Neural variance increases with learning Variance was calculated for each neuron and then averaged across neurons. Relative variance was calculated by normalizing to the mean early variance within subpopulation. (a) Both direct and indirect subpopulations increased relative neural variance from early to late learning (Unpaired t-test; Monkey P: direct p = 8.63e-5, indirect p = 0.002; Monkey R: direct p = 0.007, indirect p = 0.003). (b) Analysis was repeated within target. Both direct and indirect subpopulations increased relative neural variance from early to late learning within target (Unpaired t-tests results reported in Table 1)

Table 1 Relative variance within target. P-values from unpaired t-test comparing relative neural variance in early and late learning calculated within each target separately.

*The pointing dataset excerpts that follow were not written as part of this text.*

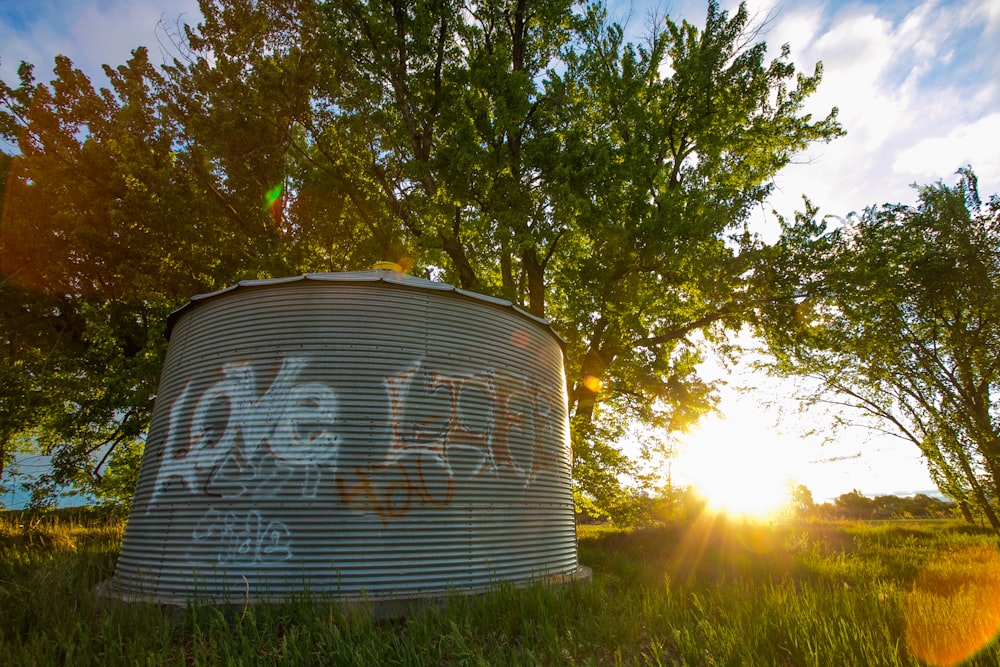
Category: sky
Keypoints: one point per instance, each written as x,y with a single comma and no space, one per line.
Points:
917,85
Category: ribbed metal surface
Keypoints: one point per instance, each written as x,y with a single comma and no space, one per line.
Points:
359,434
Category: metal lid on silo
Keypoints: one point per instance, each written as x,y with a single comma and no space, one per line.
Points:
385,272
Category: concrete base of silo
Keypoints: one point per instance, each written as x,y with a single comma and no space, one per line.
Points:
108,594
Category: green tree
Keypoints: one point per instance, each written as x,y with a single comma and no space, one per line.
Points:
520,148
902,323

Previous work has shown that neurons fire in increasingly coordinated patterns as performance improves5. We consider these changes in coordinated firing as a proxy for consolidation of neural population dynamics since the neural variance is stabilizing onto low-dimensional subspaces. We use factor analysis (FA) to separate the neural variance in the population into two components—private and shared variances57. The shared variance is the variance between neurons in the population and can be thought of as the underlying correlated firing pattern in the recorded population19,58. Conversely, the private variance denotes the amount of variance each neuron has that is independent from the rest of the population. Past studies have explored the roles of these components in the direct neuron population, showing private variance as a proxy for exploration while an increase in shared variance is correlated to skill consolidation5,59. Previous work has quantified the amount of coordinated neural activity as a measure of the balance between shared and private variance: the ratio of shared variance over total variance (SOT)5,58,59,61. Here, we compared the proportion of the total neural variance that is captured in shared spaces for the combined direct and indirect population in each epoch as an estimate of coordination within the recorded population across learning.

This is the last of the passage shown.